Exercise 1: Bonus problems

Author

Iain R. Moodie

All the exercises below use the tephritis_phenotype.csv dataset from the main exercise. This exercise is not mandatory, but will allow you to practise what we covered in the first exercise.

Plotting

The grammer of graphics

The grammer of graphics gives us a way to describe any plot.

A ggplot2 plot has three essential components:

  • data: the dataset that contains the variables you want to plot
  • geom: the geometric object you want to use to display your data:
    • geom_point()
    • geom_jitter()
    • geom_boxplot()
    • geom_violin()
    • geom_bar()
    • geom_col()
  • aes: aesthetic attributes that you want to map to your geometric object:
    • x
    • y
    • fill
    • colour
    • shape
    • size

ggplot2 uses a layered approach to the grammer of graphics. This makes it easy to start contructing plots by putting together a “recipe” step-by-step.

To find out what a function does do, try using them, or search the helpfiles in the Outputs panel. You can also, for any function, search for the helpfile by writing ?function_name. E.g., if you wanted to know what geom_jitter() does, you could run the command ?geom_jitter, and the helpfile will open.

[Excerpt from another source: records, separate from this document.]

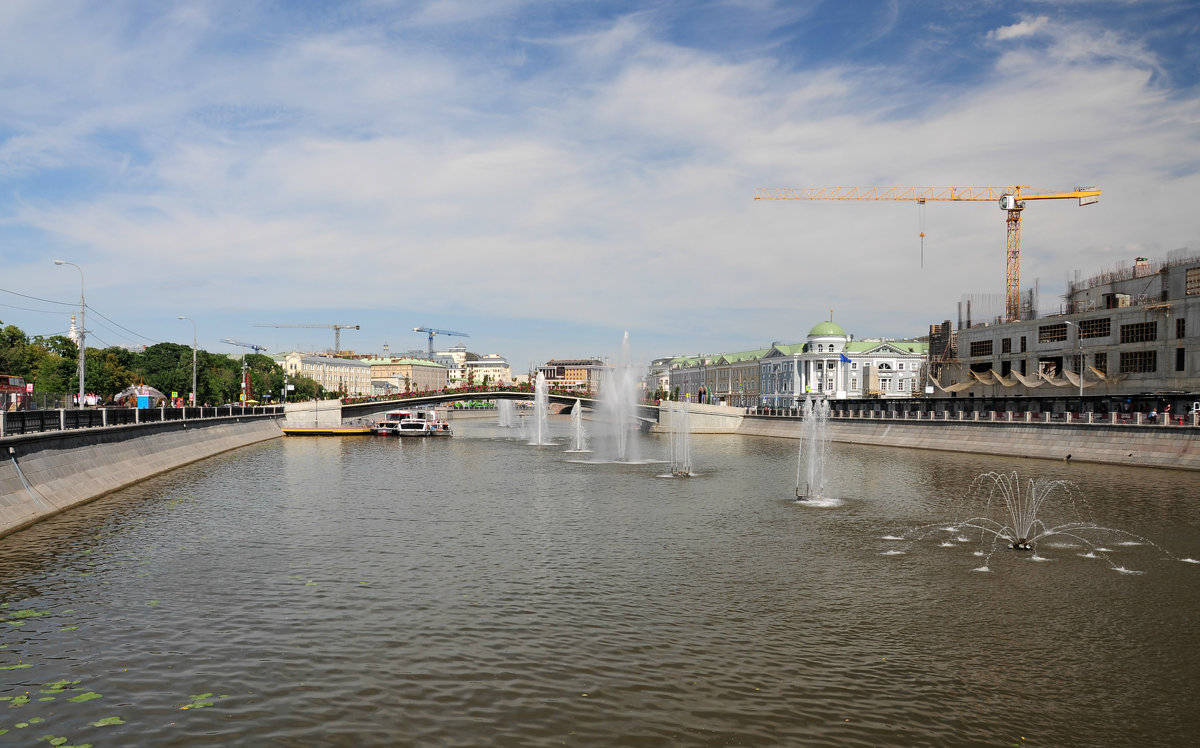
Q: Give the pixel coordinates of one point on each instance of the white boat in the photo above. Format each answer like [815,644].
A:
[424,422]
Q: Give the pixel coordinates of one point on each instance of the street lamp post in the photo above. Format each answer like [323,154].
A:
[83,342]
[196,394]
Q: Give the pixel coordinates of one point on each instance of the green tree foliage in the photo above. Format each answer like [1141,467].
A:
[52,365]
[13,351]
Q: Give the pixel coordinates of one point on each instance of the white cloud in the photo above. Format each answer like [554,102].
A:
[606,187]
[1021,29]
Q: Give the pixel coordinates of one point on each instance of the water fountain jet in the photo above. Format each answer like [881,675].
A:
[681,440]
[810,468]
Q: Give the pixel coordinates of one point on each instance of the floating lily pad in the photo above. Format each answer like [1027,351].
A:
[58,687]
[85,696]
[107,720]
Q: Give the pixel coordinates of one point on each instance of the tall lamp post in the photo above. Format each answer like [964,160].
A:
[83,343]
[196,394]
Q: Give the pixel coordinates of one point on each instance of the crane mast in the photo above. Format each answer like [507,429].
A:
[245,372]
[1012,201]
[433,331]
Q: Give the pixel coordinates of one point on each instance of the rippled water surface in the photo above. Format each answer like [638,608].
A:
[478,591]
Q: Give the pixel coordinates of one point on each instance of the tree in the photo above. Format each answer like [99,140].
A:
[15,354]
[167,367]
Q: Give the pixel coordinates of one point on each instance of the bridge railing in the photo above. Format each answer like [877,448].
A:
[13,423]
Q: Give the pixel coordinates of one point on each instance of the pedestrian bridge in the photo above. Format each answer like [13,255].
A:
[325,413]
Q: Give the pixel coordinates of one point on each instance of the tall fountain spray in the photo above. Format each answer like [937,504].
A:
[505,411]
[540,406]
[579,440]
[618,407]
[810,473]
[681,438]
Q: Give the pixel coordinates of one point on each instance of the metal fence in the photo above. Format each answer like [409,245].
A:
[34,422]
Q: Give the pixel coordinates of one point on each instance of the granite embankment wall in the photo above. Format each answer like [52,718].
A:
[1173,446]
[45,473]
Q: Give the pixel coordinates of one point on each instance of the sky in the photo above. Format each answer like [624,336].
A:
[547,175]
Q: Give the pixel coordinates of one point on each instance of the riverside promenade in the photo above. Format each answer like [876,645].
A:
[46,472]
[1115,438]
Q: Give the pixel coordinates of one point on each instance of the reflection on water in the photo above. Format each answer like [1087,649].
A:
[478,591]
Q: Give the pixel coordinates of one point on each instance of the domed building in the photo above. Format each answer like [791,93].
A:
[829,364]
[832,364]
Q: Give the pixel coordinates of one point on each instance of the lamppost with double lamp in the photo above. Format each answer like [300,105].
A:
[83,343]
[1079,342]
[196,395]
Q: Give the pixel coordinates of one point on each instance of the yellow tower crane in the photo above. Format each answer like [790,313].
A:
[1012,202]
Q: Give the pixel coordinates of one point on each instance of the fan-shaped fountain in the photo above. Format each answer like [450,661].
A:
[1008,513]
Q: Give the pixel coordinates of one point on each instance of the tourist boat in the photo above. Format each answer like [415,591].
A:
[412,423]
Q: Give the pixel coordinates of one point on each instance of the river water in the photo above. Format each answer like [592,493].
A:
[478,591]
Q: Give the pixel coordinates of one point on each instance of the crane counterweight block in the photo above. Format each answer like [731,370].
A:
[1012,201]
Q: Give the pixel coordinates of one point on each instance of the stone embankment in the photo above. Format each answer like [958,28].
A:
[45,473]
[1145,446]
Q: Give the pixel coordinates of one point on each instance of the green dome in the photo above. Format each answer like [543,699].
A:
[827,329]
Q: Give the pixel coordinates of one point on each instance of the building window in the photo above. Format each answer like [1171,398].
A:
[1096,328]
[1139,361]
[1051,333]
[1193,281]
[1139,331]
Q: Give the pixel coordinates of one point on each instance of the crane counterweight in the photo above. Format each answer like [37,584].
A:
[1012,202]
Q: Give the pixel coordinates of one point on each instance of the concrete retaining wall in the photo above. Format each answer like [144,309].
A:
[1143,446]
[702,418]
[45,473]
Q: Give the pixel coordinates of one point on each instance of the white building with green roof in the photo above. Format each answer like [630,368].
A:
[831,364]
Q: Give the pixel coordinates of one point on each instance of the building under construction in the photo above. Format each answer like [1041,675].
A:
[1128,330]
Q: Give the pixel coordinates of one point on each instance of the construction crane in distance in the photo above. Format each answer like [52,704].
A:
[1011,199]
[245,372]
[337,330]
[433,331]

You can also consult the ggplot2 “cheatsheet” for help.

ggplot2 allows for extensive customisation of your plots. For example, you might want to change the labels of the axis, or give your plot a title. You can do that using the labs() function:

ggplot(example_data, aes(x = variable_1, y = variable_2)) +
geom_points() +
labs(x = "Name of my x variable", y = "Name of my Y variable", title = "My awesome plot")

You can also change the theme of your plot. ggplot2 has many built in themes. A full list can be found here. For my fake example, I could change the theme to theme_classic() like this:

ggplot(example_data, aes(x = variable_1, y = variable_2)) +
geom_points() +
theme_classic()

Try it out on your plots. What theme do you prefer best?

In general, ggplot2 is a very widely used plotting package, so finding examples of what you want to do will not be hard. Use search engines, AI tools, the ggplot2 book, etc. If you see it on your plot, you can probably change it.

Problems
  1. Make a graph that shows the variable body_length_mm for each sex using a box plot.
  2. Make a graph that shows the relationship between body_length_mm and wing_length_mm. Change the colour to show sex.
  3. Make a graph that uses violin plots to show melanized_percent for each region.
  4. Use a bar chart to show the number of flies from each side of the baltic. Split each bar by host_plant.

Statistics

Use what we covered in the lecture, exercise and the help files to investigate the following questions:

Research questions
  1. In many insect species, females are on average larger than males. Is this also the case in Tephritis conura? Use a null hypothesis test to answer this question.
  2. Is there a difference in the amount of melanization on the wings between the two host races?
  3. Is there a difference in the proportion of flies that utilize the Cirsium heterophyllum host plant on each side of the Baltic sea?